Between 1954 and 1959 the “Holy Office” intervened to crush the experiment, sanctioning the incompatibility between priesthood and manual labor. In Italy only the echo of this dispute arrived, but Carlevaris and his (few) companions could count on some pioneering figures such as Bruno Borghi and Sirio Politi in Viareggio. In the ‘60s, and during the resumption of labor unrest, Vatican II rehabilitated the experiment of priests in the factory. In 1968 Carlevaris obtained permission to go and work at Lamet. The same year, together with Luisito Bianchi (former National Assistant of the ACLI, the Association of Christian Italian Workers) and Giovanni Carpené he created the first national network.
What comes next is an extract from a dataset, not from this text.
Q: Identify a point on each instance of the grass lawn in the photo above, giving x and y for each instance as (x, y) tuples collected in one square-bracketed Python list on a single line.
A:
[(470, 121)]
In the first meeting of the network, which took place in Chiavari in July 1969, evangelization was discussed in the sharing of the working life. However, starting from the national meeting in Reggio Emilia (1973), the political line was perfected in a substantially anti-capitalist direction: a “socialist choice” similar in many ways to that made by the ACLI. At the national conference in Serramazzoni, entitled “Against the anti-labour use of the faith,” the conflict with the hierarchical Church exploded, considering the experience of the priests in the factory potentially prejudicial to the authority of the priest.

For a long time the “working priests” have been able to count on the support of Cardinal Pellegrino, who has chosen to involve the working priests in the writing of the pastoral letter “Walking together,” a true and proper manifesto for a “poor Church.” Carlevaris, interviewed by Adista, recalled: “we came to this conclusion: let stay on the border from a political point of view, because most of us did not have a precise party position, despite having made the choice of left; and also from the ecclesial point of view, because many of us are in conflict with our bishops (some had already been suspended, others no longer had dialogue with our bishop).”

The ‘80s saw the crisis of the movement. However, Carlevaris continued his militancy in the ranks of the FIM-CISL and the GIOC (Christian Workers’ Youth). At the center of the battle once again the gospel, to be lived outside the temple and with dirty hands. As Giuseppina Vitale wrote, who has reconstructed biographies and itineraries of the Italian worker priests: “not to give a ‘soul to the factory,’ but to find the soul inside the factory.” Traces of a “different church” in a historical time that seems today really far away.